Magnetosheath jets are fast plasma streams that form in the region between a planet’s magnetic field and the solar wind, the stream of charged particles that come from the Sun. It’s an area of peculiar magnetism where the field lines are weak and irregular, and the jets play an important role. These temporary events have been found around Earth and Mars, and now researchers report that even Jupiter has them.
The biggest planet in the Solar System has a magnetic field that is 20,000 times stronger than Earth’s own. If we could see the radiation it creates with the naked eye, it would appear three times larger than the Sun or the Moon in the sky: A magnetosphere so large that it begins to push against the solar wind 3 million kilometers (1.86 million miles) from the planet. In that incredible environment, researchers found evidence of three magnetosheath jets.
Data from Voyager 2, which visited Jupiter in 1979, have been reanalyzed by astronomers from the Harbin Institute of Technology in Shenzhen. They report evidence for the presence of three of these jets, one moving towards the Sun and two moving away from the Sun. These jets extend from the bow shock, the region where the solar wind slams into the magnetic field. The solar particles are heated and slowed down by the magnetic field, in this case, that of the planet Jupiter.
The team compared the size of these jets with the size of the bow shock around Jupiter, Mars, and Earth. It seems that these plasma jets' sizes scale with the size of the bow shock. So Jupiter and its massive magnetosphere have massive jets, while Mars's modest interaction with the solar wind – lacking a planet-wide magnetic field – has much smaller jets.

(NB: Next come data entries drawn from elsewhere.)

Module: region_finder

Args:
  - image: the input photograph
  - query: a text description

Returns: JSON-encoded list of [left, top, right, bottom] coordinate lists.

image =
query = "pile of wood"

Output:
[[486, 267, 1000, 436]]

Finding jets around a magnetic powerhouse like Jupiter is not groundbreaking, but tentative observations of jets were also seen around Mercury. The smallest planet in the solar system has a very weak magnetic field, about 1.1 percent of Earth’s own. The team looked at data from Cassini, an international mission to Saturn, and analysis suggests that similar structures could also exist around Saturn.
While the data from Mercury and Saturn is not as strong as the rest, the team believes that this plasma behavior is very common among planets and that jets might even be interacting with the moons of the gas giant. Titan, for example, would travel in that region of Saturn’s magnetosphere when on the dayside of the planet. However, the details of these behaviors will require a lot more studies.
A paper describing this research is published in the journal Nature Communications.